Observation and assessment of children is an integral part of the program at Little Wonders Learning Center. Assessment serves several important purposes, including: monitoring children’s developmental progress and learning; guiding curriculum planning and decision making by identifying children’s interests and needs; identifying children who might benefit from special services; planning program improvement; and communication with teachers, Director, and families.
We assess children on an ongoing basis throughout the school year. Some of the tools that teachers use to assist in the assessment of children include: anecdotal notes, work samples, observations, ASQ-3 and ASQ:SE-2. (We do the ASQ-3 and the ASQ:SE-2 in September and May. Parents are responsible for filling it out, we input it and give parents ideas for activities in areas that need more work.) The teachers use these assessment records for both curriculum planning and communications with families throughout the school year. Teachers maintain ongoing communication with families throughout the school year and have additional meetings with families as necessary for the individual child. We are always available to meet and discuss any needs or concerns you may have regarding your child.
If your child’s teacher and the Director believe that your child has behavioral challenges or special learning needs that require further evaluation, we will work closely with you as a team. We will meet with you and make appropriate referrals for further evaluation and help guide you through the process. We will work our hardest to implement program modifications and individual treatment plans in consultation with experts to the extent that we can accommodate such changes within our program.
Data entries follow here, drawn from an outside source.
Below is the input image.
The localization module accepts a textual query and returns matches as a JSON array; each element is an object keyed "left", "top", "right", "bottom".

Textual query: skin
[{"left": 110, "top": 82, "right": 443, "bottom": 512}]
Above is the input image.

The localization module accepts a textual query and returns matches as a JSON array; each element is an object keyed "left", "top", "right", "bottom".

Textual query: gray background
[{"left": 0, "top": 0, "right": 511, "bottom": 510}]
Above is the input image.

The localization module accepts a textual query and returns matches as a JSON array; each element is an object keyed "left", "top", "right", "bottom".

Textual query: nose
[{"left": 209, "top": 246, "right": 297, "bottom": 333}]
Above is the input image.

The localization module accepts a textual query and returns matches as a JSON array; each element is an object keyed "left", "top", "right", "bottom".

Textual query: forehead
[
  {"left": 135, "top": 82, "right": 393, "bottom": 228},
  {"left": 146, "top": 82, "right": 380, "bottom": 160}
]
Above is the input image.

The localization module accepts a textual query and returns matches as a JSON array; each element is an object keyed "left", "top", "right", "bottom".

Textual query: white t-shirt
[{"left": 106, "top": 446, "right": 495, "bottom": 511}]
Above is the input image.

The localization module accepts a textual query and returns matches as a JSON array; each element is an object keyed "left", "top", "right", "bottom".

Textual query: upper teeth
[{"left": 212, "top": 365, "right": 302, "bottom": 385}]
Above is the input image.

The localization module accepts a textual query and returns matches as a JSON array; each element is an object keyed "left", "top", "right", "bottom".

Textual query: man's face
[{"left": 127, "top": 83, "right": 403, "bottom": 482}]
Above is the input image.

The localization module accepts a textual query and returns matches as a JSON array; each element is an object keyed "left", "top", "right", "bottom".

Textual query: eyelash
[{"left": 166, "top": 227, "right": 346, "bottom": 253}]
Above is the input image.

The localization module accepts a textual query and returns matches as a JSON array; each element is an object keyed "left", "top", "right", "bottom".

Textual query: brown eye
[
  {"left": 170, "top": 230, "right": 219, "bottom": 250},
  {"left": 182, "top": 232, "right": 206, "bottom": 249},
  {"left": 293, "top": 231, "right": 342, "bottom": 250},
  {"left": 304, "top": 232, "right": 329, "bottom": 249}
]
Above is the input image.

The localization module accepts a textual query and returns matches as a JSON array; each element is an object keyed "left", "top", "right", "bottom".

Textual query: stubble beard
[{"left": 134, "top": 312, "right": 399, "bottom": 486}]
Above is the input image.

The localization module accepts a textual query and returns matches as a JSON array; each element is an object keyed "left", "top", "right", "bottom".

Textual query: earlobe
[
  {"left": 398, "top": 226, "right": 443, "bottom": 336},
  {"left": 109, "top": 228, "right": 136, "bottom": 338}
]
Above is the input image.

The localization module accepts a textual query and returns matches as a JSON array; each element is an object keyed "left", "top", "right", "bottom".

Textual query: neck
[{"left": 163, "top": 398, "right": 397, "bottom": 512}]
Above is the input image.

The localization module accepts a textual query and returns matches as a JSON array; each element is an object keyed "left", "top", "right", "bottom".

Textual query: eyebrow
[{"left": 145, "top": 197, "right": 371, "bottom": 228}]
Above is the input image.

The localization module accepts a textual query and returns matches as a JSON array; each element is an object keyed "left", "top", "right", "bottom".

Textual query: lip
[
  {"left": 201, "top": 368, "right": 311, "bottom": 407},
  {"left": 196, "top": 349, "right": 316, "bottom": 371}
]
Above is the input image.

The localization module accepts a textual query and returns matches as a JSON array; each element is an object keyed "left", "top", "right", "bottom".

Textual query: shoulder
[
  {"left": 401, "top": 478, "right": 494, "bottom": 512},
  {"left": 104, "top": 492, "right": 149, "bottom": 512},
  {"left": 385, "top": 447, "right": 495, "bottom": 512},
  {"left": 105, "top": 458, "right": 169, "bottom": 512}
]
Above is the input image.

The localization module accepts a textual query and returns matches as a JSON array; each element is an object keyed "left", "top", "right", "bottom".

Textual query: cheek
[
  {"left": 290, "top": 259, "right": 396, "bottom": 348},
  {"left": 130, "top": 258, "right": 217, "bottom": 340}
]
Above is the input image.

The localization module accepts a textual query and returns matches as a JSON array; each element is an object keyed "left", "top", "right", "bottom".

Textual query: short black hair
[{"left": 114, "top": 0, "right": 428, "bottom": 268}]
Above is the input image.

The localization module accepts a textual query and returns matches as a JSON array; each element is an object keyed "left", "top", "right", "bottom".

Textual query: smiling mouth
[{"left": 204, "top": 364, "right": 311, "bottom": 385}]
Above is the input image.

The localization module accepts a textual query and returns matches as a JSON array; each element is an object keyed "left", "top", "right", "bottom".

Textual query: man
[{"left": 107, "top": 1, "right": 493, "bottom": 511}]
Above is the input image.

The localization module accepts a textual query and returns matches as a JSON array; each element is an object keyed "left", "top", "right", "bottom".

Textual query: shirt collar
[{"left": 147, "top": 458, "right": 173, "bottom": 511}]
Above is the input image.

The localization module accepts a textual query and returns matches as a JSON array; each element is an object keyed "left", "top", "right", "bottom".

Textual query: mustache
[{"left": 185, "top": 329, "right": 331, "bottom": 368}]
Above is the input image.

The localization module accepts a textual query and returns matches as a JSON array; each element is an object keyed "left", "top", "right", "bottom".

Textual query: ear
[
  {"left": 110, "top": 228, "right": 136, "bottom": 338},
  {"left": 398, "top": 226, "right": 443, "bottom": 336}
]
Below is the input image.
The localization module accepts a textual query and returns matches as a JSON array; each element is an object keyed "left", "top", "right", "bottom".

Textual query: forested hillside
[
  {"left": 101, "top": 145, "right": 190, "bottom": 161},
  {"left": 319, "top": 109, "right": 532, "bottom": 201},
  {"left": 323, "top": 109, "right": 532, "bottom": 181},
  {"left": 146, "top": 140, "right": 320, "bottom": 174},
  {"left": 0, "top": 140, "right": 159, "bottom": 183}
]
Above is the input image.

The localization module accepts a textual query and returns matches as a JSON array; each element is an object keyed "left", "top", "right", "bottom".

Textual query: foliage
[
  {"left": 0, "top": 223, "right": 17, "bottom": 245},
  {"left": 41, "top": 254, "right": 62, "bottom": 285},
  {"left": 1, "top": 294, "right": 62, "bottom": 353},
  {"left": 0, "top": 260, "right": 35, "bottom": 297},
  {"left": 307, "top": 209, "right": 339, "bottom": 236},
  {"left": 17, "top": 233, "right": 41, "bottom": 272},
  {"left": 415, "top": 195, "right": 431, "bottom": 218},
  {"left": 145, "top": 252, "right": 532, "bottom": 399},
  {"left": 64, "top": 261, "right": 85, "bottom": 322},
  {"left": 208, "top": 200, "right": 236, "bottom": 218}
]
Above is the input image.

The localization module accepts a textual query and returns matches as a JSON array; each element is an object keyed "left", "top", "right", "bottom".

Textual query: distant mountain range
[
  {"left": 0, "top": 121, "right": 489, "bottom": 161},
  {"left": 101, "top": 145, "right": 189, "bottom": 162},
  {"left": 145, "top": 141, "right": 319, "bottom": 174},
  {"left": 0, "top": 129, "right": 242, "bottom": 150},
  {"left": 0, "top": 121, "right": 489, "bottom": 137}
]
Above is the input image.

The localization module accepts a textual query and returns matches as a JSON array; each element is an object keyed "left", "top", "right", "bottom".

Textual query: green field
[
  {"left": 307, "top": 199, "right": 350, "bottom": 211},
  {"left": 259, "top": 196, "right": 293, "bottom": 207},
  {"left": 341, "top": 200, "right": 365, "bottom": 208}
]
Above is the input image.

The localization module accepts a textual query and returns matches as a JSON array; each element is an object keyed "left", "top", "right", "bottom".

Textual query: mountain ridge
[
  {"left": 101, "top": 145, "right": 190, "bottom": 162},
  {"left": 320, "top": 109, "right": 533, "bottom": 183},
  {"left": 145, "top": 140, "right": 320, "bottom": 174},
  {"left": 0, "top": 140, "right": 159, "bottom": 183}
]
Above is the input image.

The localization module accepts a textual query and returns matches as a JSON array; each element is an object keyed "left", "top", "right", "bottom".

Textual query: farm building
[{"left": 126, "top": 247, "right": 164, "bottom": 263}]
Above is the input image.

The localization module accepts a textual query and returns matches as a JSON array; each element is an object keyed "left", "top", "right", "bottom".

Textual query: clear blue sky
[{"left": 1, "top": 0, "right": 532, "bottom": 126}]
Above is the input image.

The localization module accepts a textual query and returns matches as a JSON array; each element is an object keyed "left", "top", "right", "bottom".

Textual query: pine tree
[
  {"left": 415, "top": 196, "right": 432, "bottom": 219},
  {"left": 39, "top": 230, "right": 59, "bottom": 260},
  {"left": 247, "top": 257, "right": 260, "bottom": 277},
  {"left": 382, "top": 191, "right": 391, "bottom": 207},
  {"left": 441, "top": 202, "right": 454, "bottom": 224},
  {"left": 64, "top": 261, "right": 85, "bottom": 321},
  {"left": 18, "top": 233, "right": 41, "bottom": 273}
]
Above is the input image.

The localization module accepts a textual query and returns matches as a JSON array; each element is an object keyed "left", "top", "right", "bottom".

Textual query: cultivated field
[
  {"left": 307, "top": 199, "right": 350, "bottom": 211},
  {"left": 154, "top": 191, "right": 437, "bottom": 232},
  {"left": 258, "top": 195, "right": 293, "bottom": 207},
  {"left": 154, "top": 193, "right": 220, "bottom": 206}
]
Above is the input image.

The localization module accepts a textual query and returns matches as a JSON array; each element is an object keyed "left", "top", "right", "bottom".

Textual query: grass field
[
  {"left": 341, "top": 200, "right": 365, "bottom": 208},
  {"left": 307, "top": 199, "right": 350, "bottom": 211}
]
The teachers and Director maintain files for each child in a manner that maintains confidentiality. This information shall only be disclosed to the child’s guardians, Directors, and other Little Wonders teachers who work with the child. Disclosure beyond these individuals shall require written permission from a parent or guardian. However, when we have reason to believe that a child’s welfare is at risk, it is permissible to share confidential information with agencies, as well as with individuals, who have legal responsibility for intervening in the child’s interest.